These days, I sometimes find myself ruminating about the world we live in. I’m not even in my sixties, so I can’t blame it on aging. Rumination doesn’t really do me any good though, and my motto lately is: less ruminating more meditating.
However a myriad tiny malfunctions seem to interfere with my dream of a smoother daily life. Many of these appear to be nothing more than another symptom of the bigger unease that we have been living for the last decade.
I had a bit of a black Thursday of my own last week. I woke up early to go to the jobcentre in Essex and sign my paperwork, it was pouring down with rain, and I walked up and down the road to find the office, unsuccessfully. Soaked to the bone, I asked a woman in a shop who told me that the jobcentre was in another town. I was in a bad mood already that day and everything just went downhill from there, one administrative problem after another. A package that was supposed to be delivered didn’t show up, a customer service person who said she would look after it and call me, but didn’t. Emails that I sent for all kinds of small matters, ignored. Calls to administrations that never pick up the phone.

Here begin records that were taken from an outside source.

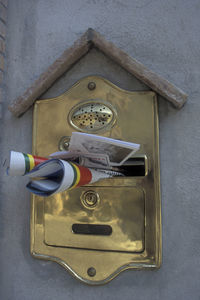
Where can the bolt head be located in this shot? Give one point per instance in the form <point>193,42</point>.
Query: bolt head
<point>91,85</point>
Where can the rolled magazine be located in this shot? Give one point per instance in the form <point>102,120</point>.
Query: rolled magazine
<point>56,175</point>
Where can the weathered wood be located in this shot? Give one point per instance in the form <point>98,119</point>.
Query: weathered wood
<point>160,85</point>
<point>46,79</point>
<point>90,39</point>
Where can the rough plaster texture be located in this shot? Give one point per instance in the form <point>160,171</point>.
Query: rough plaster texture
<point>164,35</point>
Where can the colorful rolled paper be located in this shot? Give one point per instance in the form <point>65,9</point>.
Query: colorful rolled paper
<point>22,163</point>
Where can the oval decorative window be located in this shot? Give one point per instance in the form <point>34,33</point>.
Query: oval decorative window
<point>92,116</point>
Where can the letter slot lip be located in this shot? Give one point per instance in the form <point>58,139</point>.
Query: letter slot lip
<point>134,167</point>
<point>92,229</point>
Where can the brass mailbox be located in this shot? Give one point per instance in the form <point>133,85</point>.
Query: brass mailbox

I have to admit I could blame most of it on my own impatience, but I still think there is a pattern to all of this. It shows up every day; customer services that seem deliberately unhelpful, emails that just get lost in the ether, administrations that are not available when you need them. It looks like something we could call an epidemic of carelessness.
Means have been reduced in many sectors, employees take on the job of one, two or more people who have been made redundant. If they hint at a pay rise, their bosses give them the slightly intimidating ‘be happy you still have a job’ look. They are overworked and underpaid so, who can blame them for sometimes thinking that they are not really paid and valued enough to care any longer?

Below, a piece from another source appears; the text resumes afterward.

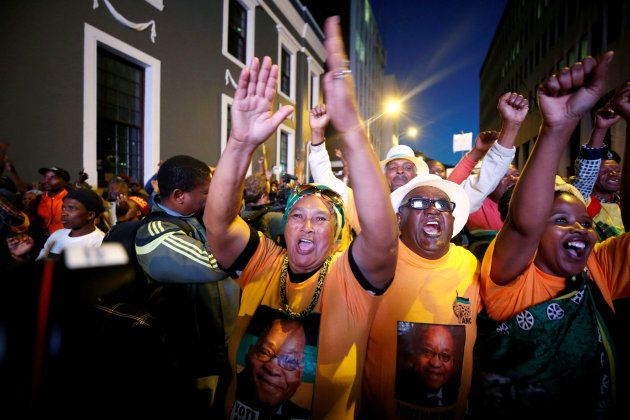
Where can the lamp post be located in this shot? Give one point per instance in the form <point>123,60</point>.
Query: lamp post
<point>410,132</point>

First, I was angry for myself, my ego was slightly bruised: ‘What? my email, my phone call, my business are not important to you?” But that doesn’t lead anywhere, who cares about me, in the bigger scheme of things? I care about me, my family does, my friends do, and a few other people as well and I’m more than happy about that.
Who cares however about the person at the customer service desk who can’t do her job properly because she’s not been given the means and time to do so? 40 hours a week in an office on the phone to disgruntled customers on a low salary. Who cares about the NHS employee who survive the cuts and can’t have a tea break because her department of 6 people was cut down to 2? I care, most people care and yet we all feel there’s not much we can do about it. We don’t decide the job cuts or how employers treat their employees.

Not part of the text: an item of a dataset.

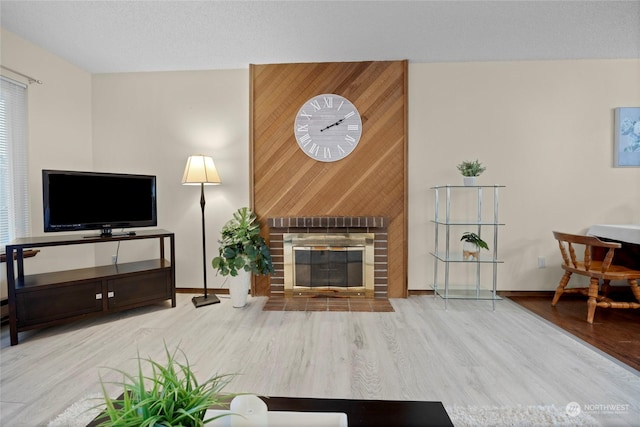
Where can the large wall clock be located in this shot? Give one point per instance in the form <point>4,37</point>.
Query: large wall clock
<point>328,127</point>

As a people in a democracy, our recource is to turn to our leaders and ask them to try and fix this post-crunch mess. When democracy was created in Greece, the world was still a small place. People would gather in their town centre, and discuss and vote on everyday matters. There was probably a fair bit of controversy, gossiping and tensions, but nothing to write a tragedy about.
In the sprawling and insatiable giant of a world we live in now however, who can we really turn to and trust? Trust appears to be the major challenge these days. The horror stories have been coming out in the media, the food scandals, the financial scandals, the omnipotent power of corporations and a government, a democracy, that seems to have become as implausible as a Greek myth.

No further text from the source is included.